Hadopi-CSA : Aurélie Filippetti devra jongler avec un calendrier surchargé

Rogard en coin 19
Marc Rees

Vendredi, lors des rencontres cinématographiques de Dijon, Aurélie Filippetti nous a donné de nouveaux détails sur le calendrier de sa grande loi sur la création, texte qui doit notamment consacrer le transfert de la riposte graduée de la Hadopi au CSA.

Aurélie Filippetti Pascal RogardAurélie Filippetti et Pascal Rogard (SACD), vendredi à Dijon.

Où en est l’agenda de ce texte ? « Pour l’instant rien n’est arbitré du tout. Je veux présenter le projet de loi en Conseil des ministres si possible avant Noël. Et en en tout cas avant le mois de février, c'est-à-dire avant la pause de l’Assemblée nationale pour les élections municipales » nous a confié la ministre de la Culture lors des rencontres cinématographiques de Dijon. « Le calendrier parlementaire est surchargé, nous avons du mal à trouver des fenêtres sur les sujets Culture puisque chacun veut faire passer ses textes. Le problème est qu’il y aura cinq semaines de pause avant le rendez-vous municipal, il y a donc encombrement. »
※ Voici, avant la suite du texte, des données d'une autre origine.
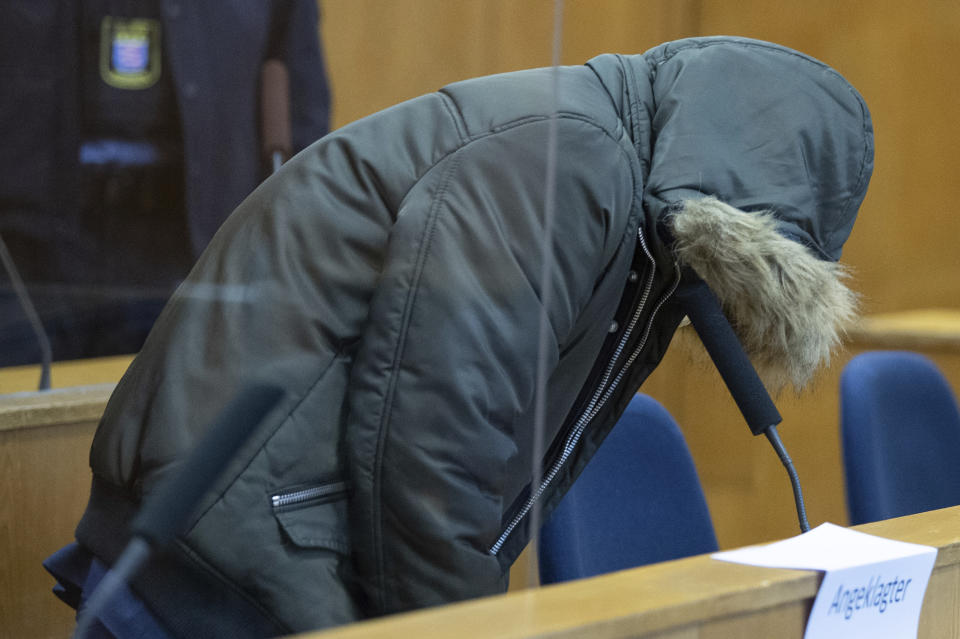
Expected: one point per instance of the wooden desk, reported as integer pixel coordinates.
(694, 598)
(83, 372)
(44, 485)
Si le temps est précieux, la Rue de Valois envisage-t-elle pour autant une procédure d’urgence afin d’accélérer les débats et s’intercaler entre deux autres textes? « Non, pas de procédure d’urgence » poursuit Aurélie Filippetti. « Je dis juste qu’on a très peu de visibilité sur le calendrier parlementaire ». Et dans le détail ? « Nous sommes en train de peaufiner le texte pour cette grande loi qui contiendra une partie création, le spectacle vivant, arts visuels et le numérique. Le travail est bien engagé, nous avons encore des concertations en cours. Je pense qu’on pourra finir d’ici la fin de l’année, à partir de ce moment là, je pourrai le déposer en Conseil des ministres. »

Ce grand projet de loi devrait mettre en musique plusieurs préconisations du rapport Lescure, spécialement le passage du relai de la riposte graduée de la Hadopi vers le CSA. Pour l’heure, plusieurs propositions de Pierre Lescure ont finalement été rejetées. Ce fut la taxe sur les appareils connectés, qui devait s'appliquer pour une période indéterminée avec la rémunération pour copie privée voire la redevance audiovisuelle. Cette ponction culturelle a été repoussée à une date ultérieure.

Rejetée également l'idée d'une sanction administrative infligée par le CSA, au lieu et place de la sanction pénale au dernier stade de la riposte graduée. À Dijon, Aurélie Filippetti a au contraire souligné son attachement à l’intervention du juge pénal, garant de la liberté individuelle et solide rempart contre l’automatisation de la sanction.